The chancellor of the exchequer's speech to the annual Labour Party conference, and the warm response it earned from delegates, set the bar high for Blair who Tuesday will be confronting his skeptics head-on.
"Have confidence in our principles," Brown said as he wound up a passionate defence of his economic policies.
"Have confidence that these principles can be advanced in Labour policies for our time," he said.
"Have confidence that Labour values are the values of the British people. This Labour Party -- best when we are boldest. Best when we are united.
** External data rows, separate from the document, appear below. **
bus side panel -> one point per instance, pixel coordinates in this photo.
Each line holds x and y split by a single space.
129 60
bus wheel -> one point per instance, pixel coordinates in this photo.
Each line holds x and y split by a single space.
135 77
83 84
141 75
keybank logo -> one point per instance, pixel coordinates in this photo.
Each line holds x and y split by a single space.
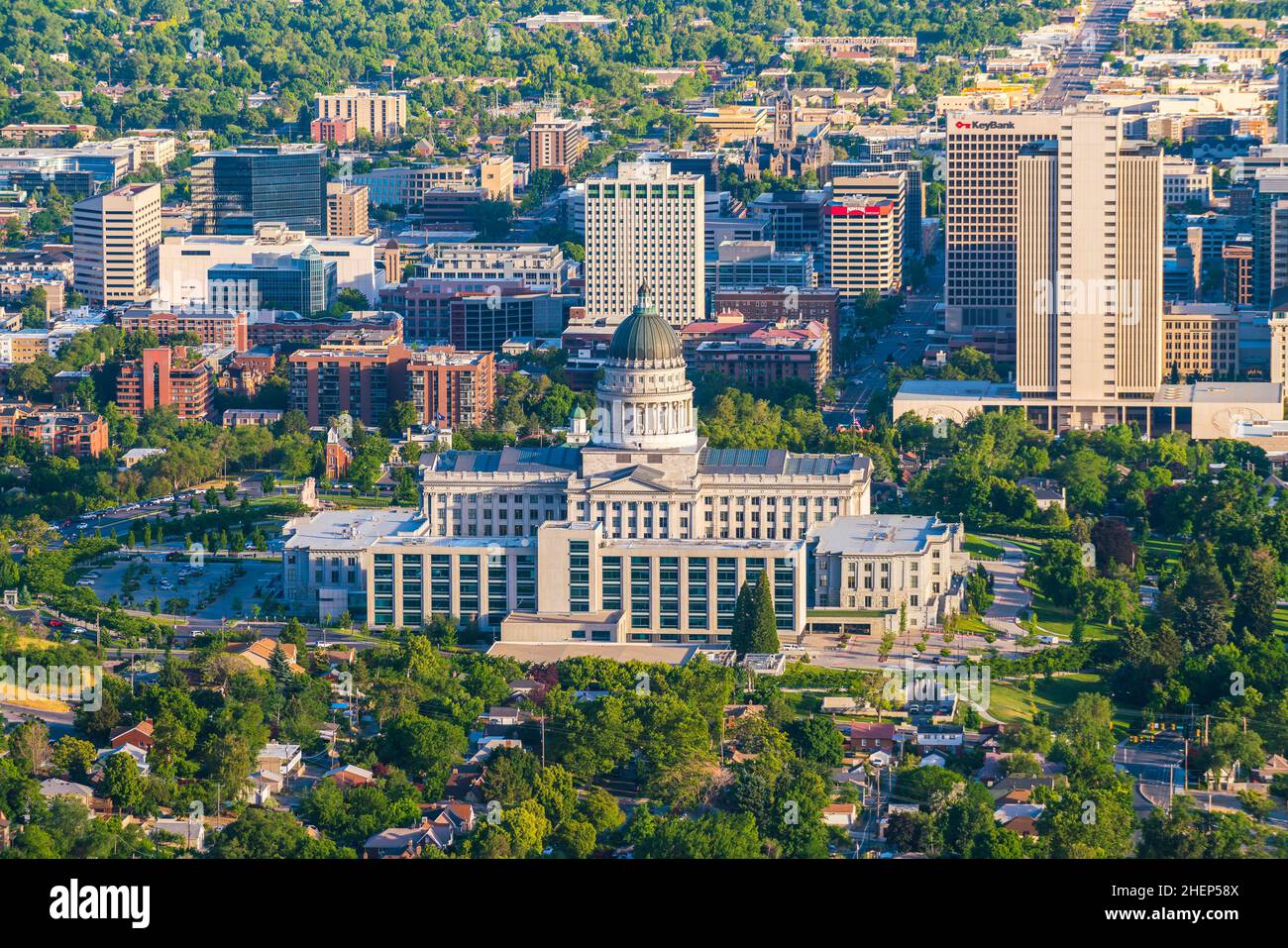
986 127
75 901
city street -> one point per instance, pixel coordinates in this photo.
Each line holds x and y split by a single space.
1081 62
905 343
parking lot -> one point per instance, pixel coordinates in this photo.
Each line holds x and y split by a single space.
213 590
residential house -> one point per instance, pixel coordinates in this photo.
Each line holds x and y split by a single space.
351 776
502 715
941 737
1047 492
397 843
1024 826
465 784
141 756
458 814
53 789
138 734
867 737
279 759
1008 811
261 653
840 814
191 832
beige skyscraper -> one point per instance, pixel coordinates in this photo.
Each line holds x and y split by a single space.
1089 295
980 213
346 209
381 116
115 240
645 226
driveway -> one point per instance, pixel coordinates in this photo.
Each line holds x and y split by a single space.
1010 599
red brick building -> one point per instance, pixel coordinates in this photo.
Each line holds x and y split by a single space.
211 329
452 388
167 376
780 303
80 434
447 386
334 130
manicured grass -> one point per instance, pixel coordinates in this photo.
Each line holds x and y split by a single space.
1160 552
982 549
1057 620
1010 700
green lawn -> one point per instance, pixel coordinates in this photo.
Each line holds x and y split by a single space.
970 625
1159 552
982 549
1057 620
1009 700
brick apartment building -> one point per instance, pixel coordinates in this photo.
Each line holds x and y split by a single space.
782 303
211 329
167 376
80 434
447 386
763 355
452 388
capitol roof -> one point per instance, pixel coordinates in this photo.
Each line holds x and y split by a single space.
645 337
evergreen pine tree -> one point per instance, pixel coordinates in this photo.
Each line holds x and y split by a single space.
743 622
1256 599
279 666
765 627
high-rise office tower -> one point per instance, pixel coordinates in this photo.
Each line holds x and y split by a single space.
346 209
237 188
1269 236
555 143
1282 115
645 226
892 184
863 245
115 239
1089 294
887 161
980 214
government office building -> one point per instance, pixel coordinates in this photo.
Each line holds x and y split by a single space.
645 535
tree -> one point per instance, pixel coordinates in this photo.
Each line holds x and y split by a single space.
1113 544
123 784
425 749
261 833
742 638
816 740
1256 599
576 839
764 639
1057 571
72 758
29 747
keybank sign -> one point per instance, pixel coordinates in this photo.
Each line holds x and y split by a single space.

Best when we are Labour."
Brown's address in Bournemouth, on England's south coast, followed a new opinion poll Monday in the Daily Telegraph newspaper, revealing that 74 percent of voters now are dissatisfied or unhappy with Blair's government.
Seventy percent said Blair had "lost touch with ordinary working people," and 54 percent said it was wrong for Britain to get involved in the Iraq conflict.
The Labour party itself won the support of only 31 percent, the lowest since Blair took over the leadership in 1994.
Brown has long been regarded as Blair's main rival within Labour, and he remains untainted by the fallout that has followed the Iraq war, including the suicide in July of government weapons expert David Kelly.
Though looking tired and less photogenic than the prime minister, Brown -- in a sombre suit and red tie -- nevertheless managed to convey both passion and gravity Monday, earning him a standing ovation of some two minutes.
In a hall packed with fellow ministers and delegates, he touted the economic success of six years of Labour government, in a speech peppered with references to social justice and traditional Labour values.
"While America and Japan have been in recession, while half of Europe is still in recession, Britain with a Labour Government, pursuing Labour policies, has achieved economic growth in every year, indeed in every quarter of every year, for the whole six and a half years of this Labour government," he said.
He mocked the opposition Conservatives, saying it was Labour that would best guard the wealth of the nation.
"As long as I am chancellor, I will never ask you to abandon fiscal responsibility, never to set aside economic discipline, never to abandon long term reform for quick fixes, never to succumb to Tory short-termism," he said.
But on Iraq, Brown made only a passing reference, saying it was "right to back our leader Tony Blair" in his efforts "to bring security and reconstruction" in the wake of the US-led war against Saddam Hussein.
Political analysts expect Blair to use his speech Tuesday to try and reassert his authority over Labour in the face of internal opposition to his domestic reform agenda.
Most controversial among those reforms are plans to jack up university tuition fees, and the granting of more management autonomy to selected hospitals within the underfunded and understaffed National Health Service.
Brown's speech did not go without protest, however, as trade unionists staged a noisy demonstration in Bournemouth calling for more government action to stem a long-term decline in British manufacturing.
Some 2,500 workers took part in the protest -- a number meant to represent the number of jobs that the Amicus engineering union says is lost in Britain every week in the manufacturing sector.